0
votes

We are currently migrating from google analytics (Mobile Data) to firebase.

The data in firebase is being streamed to BigData, and we use the following query to work out the session durations.

When I run a report on those sessions, the average session duration reported via firebase is about 4 times less than the average session duration reported by Google analytics.

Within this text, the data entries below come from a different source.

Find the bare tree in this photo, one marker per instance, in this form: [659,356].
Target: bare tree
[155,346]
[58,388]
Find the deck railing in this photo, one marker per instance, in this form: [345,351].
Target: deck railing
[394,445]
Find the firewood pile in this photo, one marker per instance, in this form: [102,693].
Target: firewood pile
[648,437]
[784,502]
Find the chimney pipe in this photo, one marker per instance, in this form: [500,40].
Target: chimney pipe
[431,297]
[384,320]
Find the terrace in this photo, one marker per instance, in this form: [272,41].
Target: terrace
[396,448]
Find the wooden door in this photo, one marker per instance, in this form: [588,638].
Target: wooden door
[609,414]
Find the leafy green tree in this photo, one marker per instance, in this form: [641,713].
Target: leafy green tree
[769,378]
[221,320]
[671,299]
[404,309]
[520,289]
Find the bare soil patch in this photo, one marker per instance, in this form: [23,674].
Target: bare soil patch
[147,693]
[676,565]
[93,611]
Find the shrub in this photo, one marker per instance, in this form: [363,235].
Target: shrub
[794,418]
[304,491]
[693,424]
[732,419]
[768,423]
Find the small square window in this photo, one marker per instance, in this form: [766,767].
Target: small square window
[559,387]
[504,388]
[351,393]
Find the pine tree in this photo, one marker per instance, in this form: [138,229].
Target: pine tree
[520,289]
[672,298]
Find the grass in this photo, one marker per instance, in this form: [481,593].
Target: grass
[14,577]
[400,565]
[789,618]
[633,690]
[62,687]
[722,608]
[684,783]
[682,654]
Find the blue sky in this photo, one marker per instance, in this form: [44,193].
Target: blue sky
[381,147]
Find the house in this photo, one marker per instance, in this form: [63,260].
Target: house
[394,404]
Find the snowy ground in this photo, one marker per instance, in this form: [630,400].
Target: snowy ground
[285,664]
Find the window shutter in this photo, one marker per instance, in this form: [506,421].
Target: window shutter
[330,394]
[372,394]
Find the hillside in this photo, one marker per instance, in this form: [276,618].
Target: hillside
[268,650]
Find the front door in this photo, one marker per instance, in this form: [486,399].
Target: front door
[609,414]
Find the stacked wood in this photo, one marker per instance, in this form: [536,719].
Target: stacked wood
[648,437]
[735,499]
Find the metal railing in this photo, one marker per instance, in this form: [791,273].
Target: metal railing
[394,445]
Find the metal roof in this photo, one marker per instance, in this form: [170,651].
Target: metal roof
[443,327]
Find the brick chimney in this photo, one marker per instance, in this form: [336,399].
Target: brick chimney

I have the same problem across various devices (android, ios), and send the same custom events, at the same time, to both google analytics and firebase

using session_start event or unnest user_properties and use directly ga_session_number instead give the same results.

with timeline as
(
  select 
    geo.city as geo_city
    ,device.operating_system as device_category
    , user_pseudo_id
    , event_name
    , event_timestamp
    , lag(event_timestamp, 1) over (partition by user_pseudo_id order by event_timestamp) as prev_event_timestamp
  from 
    `projid.analytics_xxx.events_*`
) 
, session_timeline as 
(
  select
    event_name
    , geo_city
    , device_category
    , user_pseudo_id
    , event_timestamp
    , prev_event_timestamp
    , case 
        when 
           event_timestamp - prev_event_timestamp >= (30*60*1000*1000)
             or
           prev_event_timestamp is null 
          then 1
          else 0 
      end as is_new_session_flag 
  from 
    timeline
)
, marked_sessions as
(
  select 
    device_category
    , geo_city
    , user_pseudo_id
    , event_timestamp
    , prev_event_timestamp
    , sum(is_new_session_flag) over (partition by user_pseudo_id order by event_timestamp) AS user_session_id
    , min(prev_event_timestamp) over (partition by user_pseudo_id order by event_timestamp) AS first_prev_event_timestamp

  from session_timeline
)
, measured_sessions as
(
  select
    device_category
    , geo_city
    , user_pseudo_id
    , user_session_id
    , FORMAT_TIMESTAMP("%F", TIMESTAMP_MICROS(first_prev_event_timestamp)) as first_time_date
    , FORMAT_TIMESTAMP("%F", TIMESTAMP_MICROS(min(event_timestamp))) as date
    , round((max(event_timestamp) - min(event_timestamp))/ (1000 * 1000), 2) as session_duration_seconds
    , round((max(event_timestamp) - min(event_timestamp))/ (1000 * 1000 * 60), 2) as session_duration_minutes
    , round((max(event_timestamp) - min(event_timestamp))/ (1000 * 1000 * 60 * 60), 2) as session_duration_hours 
  from 
    marked_sessions
  group by
    user_pseudo_id
    , user_session_id
    , device_category
    , geo_city
    , first_prev_event_timestamp
  having 
    -- let's count only sessions longer than 10 seconds
    session_duration_seconds >= 10
)
select 
  *
from 
  measured_sessions
 order by date desc, user_pseudo_id desc, user_session_id desc

not only the average session length differs significantly, but even the session count is way off the mark.

1

1 Answers

0
votes

Are your results sampled? Usually reporting discrepancies in Google Analytics are due to sampling. Try to import data grouped by fewer dimensions or use a shorter period of time.